Composer Maxime Goulet had a delicious idea – to write a musical suite about chocolate, seguing the sounds through signatures that correspond with various types of chocolate.
Then he had an even better idea – to let audiences eat those chocolates while listening to the music.
“Symphonic Chocolates” is the Canadian composer’s resulting work, an all-encompassing, multisensory experience that has challenged the idea of a traditional classical music concerts – and maybe even how to eat chocolate. On Sunday, four musicians – violinists Melissa Williams and Rachel Shepard, violist Lorento Golofeev and cellist Annamarie Reader – will perform the string quartet version of the Goulet’s suite at the Midtown Arts and Theater Center Houston as part of “Musical Parfait,” the latest concert in the River Oaks Chamber Orchestra’s “Unchambered” series.
The 12-minute suite consists of four movements, each of which evokes a particular flavor of chocolate – caramel, dark, mint and coffee – and, again, the audience is invited to eat the corresponding flavor while the music is playing. Araya Artisan Chocolate will provide the treats.
“What I found is that when you eat, almost all the senses are involved,” Goulet said.

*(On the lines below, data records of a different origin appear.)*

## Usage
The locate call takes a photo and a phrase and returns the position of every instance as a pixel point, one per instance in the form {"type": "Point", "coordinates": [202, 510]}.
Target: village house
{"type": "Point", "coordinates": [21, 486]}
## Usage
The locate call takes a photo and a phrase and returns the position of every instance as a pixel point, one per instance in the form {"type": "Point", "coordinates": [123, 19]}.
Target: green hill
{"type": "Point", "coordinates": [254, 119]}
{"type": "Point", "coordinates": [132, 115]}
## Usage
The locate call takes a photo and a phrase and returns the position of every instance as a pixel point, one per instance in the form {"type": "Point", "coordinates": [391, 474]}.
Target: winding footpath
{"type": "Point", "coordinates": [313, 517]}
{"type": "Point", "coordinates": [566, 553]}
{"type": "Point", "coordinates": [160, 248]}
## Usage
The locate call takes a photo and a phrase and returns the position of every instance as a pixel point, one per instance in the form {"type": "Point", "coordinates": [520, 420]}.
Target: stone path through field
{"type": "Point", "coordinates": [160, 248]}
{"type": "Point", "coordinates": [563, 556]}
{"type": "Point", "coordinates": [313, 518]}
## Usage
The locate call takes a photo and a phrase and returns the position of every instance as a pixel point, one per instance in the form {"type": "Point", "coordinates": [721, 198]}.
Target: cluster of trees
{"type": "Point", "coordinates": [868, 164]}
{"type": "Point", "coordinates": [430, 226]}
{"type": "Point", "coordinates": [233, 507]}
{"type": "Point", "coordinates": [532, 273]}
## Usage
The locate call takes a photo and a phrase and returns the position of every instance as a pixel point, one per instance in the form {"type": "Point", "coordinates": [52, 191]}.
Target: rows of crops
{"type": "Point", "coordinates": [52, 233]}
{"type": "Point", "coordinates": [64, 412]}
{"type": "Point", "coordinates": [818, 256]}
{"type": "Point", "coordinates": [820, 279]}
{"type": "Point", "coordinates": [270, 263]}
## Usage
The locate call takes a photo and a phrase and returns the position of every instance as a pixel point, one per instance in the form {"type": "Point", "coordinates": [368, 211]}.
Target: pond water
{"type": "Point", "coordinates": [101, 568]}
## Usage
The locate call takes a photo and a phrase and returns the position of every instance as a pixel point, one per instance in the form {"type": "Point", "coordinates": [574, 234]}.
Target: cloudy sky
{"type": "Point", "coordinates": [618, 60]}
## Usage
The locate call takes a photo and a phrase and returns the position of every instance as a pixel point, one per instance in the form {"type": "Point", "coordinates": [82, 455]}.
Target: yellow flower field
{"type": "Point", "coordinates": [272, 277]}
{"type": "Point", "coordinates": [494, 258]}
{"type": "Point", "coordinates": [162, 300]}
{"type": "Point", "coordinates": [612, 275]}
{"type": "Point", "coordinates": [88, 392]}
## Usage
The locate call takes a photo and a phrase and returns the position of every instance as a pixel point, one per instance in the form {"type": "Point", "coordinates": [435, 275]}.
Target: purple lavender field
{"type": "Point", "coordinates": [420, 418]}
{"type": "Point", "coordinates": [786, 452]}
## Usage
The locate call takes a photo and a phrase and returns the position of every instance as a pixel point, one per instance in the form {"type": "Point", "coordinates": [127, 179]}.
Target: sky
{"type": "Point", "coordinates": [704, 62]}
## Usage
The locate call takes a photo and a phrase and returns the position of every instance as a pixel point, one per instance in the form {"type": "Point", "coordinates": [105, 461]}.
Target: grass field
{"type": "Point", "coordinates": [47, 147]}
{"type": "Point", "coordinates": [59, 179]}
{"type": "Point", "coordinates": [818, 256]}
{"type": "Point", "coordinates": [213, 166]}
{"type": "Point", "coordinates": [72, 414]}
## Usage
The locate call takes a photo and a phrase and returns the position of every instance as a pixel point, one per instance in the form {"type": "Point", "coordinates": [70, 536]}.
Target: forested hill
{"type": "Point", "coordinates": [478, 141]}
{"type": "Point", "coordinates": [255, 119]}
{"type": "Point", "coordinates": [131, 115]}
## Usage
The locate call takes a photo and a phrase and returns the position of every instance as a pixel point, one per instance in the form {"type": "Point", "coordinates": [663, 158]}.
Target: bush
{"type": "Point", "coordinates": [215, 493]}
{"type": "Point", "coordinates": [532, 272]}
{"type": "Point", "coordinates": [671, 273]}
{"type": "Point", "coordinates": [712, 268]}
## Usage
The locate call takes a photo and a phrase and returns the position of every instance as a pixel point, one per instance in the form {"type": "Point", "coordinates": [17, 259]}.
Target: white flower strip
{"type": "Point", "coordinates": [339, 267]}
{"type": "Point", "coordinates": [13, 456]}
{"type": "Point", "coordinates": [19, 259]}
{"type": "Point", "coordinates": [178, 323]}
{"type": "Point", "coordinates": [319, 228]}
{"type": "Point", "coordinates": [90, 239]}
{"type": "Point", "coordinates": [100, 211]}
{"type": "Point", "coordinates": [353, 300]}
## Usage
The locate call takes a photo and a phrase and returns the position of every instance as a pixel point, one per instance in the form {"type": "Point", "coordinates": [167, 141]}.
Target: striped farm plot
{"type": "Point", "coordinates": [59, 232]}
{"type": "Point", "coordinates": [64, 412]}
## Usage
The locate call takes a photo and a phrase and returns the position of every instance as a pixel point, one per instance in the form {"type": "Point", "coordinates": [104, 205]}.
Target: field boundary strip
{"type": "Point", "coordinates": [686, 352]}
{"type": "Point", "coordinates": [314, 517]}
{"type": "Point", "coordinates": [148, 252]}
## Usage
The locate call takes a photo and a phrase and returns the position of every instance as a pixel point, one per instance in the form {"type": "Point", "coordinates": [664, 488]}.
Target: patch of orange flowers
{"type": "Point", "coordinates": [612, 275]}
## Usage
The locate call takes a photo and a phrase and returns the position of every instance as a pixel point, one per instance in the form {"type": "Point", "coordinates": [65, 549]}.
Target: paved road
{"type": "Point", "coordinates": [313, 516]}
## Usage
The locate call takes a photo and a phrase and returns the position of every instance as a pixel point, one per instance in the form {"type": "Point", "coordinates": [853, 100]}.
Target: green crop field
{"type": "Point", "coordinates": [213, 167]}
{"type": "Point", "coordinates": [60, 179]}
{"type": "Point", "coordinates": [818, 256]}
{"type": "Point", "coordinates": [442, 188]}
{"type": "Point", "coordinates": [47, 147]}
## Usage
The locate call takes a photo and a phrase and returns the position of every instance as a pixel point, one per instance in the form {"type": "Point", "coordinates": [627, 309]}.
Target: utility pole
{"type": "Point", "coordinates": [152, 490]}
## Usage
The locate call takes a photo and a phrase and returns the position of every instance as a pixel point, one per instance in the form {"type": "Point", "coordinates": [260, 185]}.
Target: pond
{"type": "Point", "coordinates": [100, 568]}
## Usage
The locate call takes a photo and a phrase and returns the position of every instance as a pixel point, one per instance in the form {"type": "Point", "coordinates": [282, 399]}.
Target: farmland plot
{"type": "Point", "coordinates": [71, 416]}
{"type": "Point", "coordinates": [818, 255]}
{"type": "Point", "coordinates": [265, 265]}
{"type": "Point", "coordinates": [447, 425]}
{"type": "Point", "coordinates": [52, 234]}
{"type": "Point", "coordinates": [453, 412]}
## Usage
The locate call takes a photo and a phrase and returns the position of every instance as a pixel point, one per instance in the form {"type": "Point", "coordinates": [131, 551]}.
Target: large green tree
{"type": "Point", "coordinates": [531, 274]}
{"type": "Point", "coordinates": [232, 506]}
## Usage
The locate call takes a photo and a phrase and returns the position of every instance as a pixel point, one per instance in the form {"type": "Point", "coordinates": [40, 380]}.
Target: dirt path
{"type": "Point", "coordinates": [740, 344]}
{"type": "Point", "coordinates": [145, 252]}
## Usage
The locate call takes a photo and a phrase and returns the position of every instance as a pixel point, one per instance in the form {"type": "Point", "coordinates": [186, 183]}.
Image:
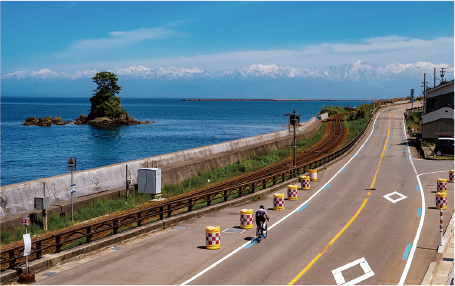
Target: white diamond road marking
{"type": "Point", "coordinates": [402, 197]}
{"type": "Point", "coordinates": [363, 263]}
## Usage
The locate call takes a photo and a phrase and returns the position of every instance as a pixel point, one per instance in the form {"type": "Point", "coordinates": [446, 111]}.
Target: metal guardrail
{"type": "Point", "coordinates": [55, 243]}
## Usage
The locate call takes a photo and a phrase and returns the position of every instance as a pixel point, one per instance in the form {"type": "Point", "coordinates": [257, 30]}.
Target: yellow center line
{"type": "Point", "coordinates": [352, 219]}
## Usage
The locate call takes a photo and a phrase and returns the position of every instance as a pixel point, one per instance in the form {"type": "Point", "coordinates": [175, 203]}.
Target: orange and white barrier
{"type": "Point", "coordinates": [292, 192]}
{"type": "Point", "coordinates": [305, 184]}
{"type": "Point", "coordinates": [441, 200]}
{"type": "Point", "coordinates": [313, 175]}
{"type": "Point", "coordinates": [246, 218]}
{"type": "Point", "coordinates": [442, 185]}
{"type": "Point", "coordinates": [212, 237]}
{"type": "Point", "coordinates": [278, 202]}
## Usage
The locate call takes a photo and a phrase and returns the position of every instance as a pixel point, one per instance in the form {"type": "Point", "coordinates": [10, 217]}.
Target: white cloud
{"type": "Point", "coordinates": [379, 51]}
{"type": "Point", "coordinates": [118, 39]}
{"type": "Point", "coordinates": [378, 45]}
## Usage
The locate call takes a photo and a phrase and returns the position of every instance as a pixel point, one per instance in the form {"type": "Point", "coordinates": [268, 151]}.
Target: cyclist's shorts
{"type": "Point", "coordinates": [260, 219]}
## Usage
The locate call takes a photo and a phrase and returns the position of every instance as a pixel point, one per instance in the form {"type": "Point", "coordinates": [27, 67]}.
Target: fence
{"type": "Point", "coordinates": [56, 242]}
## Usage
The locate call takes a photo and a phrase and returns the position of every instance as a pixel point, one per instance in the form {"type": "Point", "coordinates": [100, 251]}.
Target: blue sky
{"type": "Point", "coordinates": [71, 36]}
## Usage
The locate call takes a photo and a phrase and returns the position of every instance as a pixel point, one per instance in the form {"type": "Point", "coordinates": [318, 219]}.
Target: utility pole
{"type": "Point", "coordinates": [424, 90]}
{"type": "Point", "coordinates": [294, 123]}
{"type": "Point", "coordinates": [434, 78]}
{"type": "Point", "coordinates": [442, 74]}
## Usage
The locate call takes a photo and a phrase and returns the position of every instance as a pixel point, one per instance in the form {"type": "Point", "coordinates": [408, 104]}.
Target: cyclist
{"type": "Point", "coordinates": [261, 216]}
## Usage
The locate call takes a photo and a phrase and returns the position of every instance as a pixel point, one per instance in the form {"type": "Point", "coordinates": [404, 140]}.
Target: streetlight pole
{"type": "Point", "coordinates": [294, 123]}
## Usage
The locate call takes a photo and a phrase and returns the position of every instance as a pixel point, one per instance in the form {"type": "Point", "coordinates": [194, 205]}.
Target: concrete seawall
{"type": "Point", "coordinates": [177, 166]}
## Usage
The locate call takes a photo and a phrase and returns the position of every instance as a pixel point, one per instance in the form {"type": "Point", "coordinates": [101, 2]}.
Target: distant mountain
{"type": "Point", "coordinates": [352, 81]}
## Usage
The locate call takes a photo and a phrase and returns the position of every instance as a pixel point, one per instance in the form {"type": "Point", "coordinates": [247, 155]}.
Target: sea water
{"type": "Point", "coordinates": [34, 152]}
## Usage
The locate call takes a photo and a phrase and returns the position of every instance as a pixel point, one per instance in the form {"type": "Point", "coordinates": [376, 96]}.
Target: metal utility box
{"type": "Point", "coordinates": [42, 203]}
{"type": "Point", "coordinates": [149, 181]}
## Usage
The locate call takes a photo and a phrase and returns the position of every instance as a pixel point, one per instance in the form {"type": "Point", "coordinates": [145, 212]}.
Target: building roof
{"type": "Point", "coordinates": [440, 89]}
{"type": "Point", "coordinates": [445, 112]}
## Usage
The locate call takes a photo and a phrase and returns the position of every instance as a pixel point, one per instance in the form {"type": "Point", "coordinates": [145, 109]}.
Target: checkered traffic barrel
{"type": "Point", "coordinates": [313, 175]}
{"type": "Point", "coordinates": [246, 218]}
{"type": "Point", "coordinates": [278, 202]}
{"type": "Point", "coordinates": [292, 192]}
{"type": "Point", "coordinates": [442, 185]}
{"type": "Point", "coordinates": [212, 237]}
{"type": "Point", "coordinates": [305, 183]}
{"type": "Point", "coordinates": [441, 200]}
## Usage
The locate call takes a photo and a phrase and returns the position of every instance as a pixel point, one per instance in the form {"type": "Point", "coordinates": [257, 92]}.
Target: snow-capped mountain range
{"type": "Point", "coordinates": [353, 71]}
{"type": "Point", "coordinates": [353, 80]}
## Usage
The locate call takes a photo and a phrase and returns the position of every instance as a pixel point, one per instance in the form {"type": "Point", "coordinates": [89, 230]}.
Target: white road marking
{"type": "Point", "coordinates": [388, 197]}
{"type": "Point", "coordinates": [422, 219]}
{"type": "Point", "coordinates": [339, 278]}
{"type": "Point", "coordinates": [275, 224]}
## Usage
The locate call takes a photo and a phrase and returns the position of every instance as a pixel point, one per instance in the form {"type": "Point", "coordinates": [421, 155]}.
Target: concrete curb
{"type": "Point", "coordinates": [77, 252]}
{"type": "Point", "coordinates": [446, 237]}
{"type": "Point", "coordinates": [434, 267]}
{"type": "Point", "coordinates": [50, 260]}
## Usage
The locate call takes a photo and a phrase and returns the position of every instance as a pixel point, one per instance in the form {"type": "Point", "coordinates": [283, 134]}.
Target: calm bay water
{"type": "Point", "coordinates": [34, 152]}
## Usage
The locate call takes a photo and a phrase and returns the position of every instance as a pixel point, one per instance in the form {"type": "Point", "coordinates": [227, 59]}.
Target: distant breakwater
{"type": "Point", "coordinates": [278, 99]}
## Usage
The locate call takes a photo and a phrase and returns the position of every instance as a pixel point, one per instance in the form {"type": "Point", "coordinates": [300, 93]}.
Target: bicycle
{"type": "Point", "coordinates": [261, 232]}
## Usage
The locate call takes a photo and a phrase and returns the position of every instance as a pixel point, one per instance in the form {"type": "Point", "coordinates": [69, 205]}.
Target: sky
{"type": "Point", "coordinates": [71, 36]}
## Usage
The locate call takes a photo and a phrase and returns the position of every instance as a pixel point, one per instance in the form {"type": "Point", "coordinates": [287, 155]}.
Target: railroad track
{"type": "Point", "coordinates": [332, 138]}
{"type": "Point", "coordinates": [317, 155]}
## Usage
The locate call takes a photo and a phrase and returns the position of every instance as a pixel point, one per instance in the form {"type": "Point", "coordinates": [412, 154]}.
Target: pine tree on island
{"type": "Point", "coordinates": [105, 105]}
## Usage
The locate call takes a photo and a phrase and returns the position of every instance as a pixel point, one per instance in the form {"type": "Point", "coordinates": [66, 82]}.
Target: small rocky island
{"type": "Point", "coordinates": [105, 107]}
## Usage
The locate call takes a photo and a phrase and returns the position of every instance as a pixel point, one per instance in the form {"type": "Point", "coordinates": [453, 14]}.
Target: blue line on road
{"type": "Point", "coordinates": [302, 208]}
{"type": "Point", "coordinates": [406, 252]}
{"type": "Point", "coordinates": [250, 244]}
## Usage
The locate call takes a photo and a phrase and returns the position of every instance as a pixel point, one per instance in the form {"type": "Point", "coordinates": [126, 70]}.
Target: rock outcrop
{"type": "Point", "coordinates": [81, 120]}
{"type": "Point", "coordinates": [45, 121]}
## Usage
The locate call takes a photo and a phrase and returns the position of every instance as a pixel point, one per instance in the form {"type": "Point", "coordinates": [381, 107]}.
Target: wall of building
{"type": "Point", "coordinates": [175, 167]}
{"type": "Point", "coordinates": [432, 129]}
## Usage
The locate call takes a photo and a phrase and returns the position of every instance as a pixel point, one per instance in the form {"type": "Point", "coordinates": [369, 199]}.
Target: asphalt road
{"type": "Point", "coordinates": [357, 225]}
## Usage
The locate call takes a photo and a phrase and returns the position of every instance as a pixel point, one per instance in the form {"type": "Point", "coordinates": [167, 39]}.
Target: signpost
{"type": "Point", "coordinates": [28, 277]}
{"type": "Point", "coordinates": [412, 99]}
{"type": "Point", "coordinates": [72, 167]}
{"type": "Point", "coordinates": [27, 241]}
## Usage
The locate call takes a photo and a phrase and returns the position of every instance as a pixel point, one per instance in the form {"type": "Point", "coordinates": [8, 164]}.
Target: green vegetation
{"type": "Point", "coordinates": [332, 110]}
{"type": "Point", "coordinates": [104, 103]}
{"type": "Point", "coordinates": [241, 167]}
{"type": "Point", "coordinates": [96, 209]}
{"type": "Point", "coordinates": [413, 121]}
{"type": "Point", "coordinates": [355, 119]}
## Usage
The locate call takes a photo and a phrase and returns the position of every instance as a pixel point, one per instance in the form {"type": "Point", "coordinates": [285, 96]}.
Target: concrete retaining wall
{"type": "Point", "coordinates": [175, 167]}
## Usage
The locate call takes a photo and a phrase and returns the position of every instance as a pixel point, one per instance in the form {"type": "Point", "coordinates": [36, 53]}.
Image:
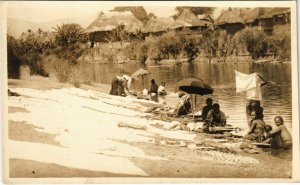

A chocolatier must consider the taste, appearance, smell and texture or touch, but while biting into chocolate may emit a satisfyingly crisp snap, the sound is not unique to any particular flavor.
“By adding the soundtrack to it, it makes it very complete,” Goulet said. “All the senses are involved, so it’s a very immersive experience.”
Featuring varying tempos and temperaments, the piece takes audience members on an engaging journey through a lyrical melody resembling the creamy richness of drizzling caramel to an energetic allegro inspired by Brazil, the world’s largest coffee producer, and its upbeat samba rhythms.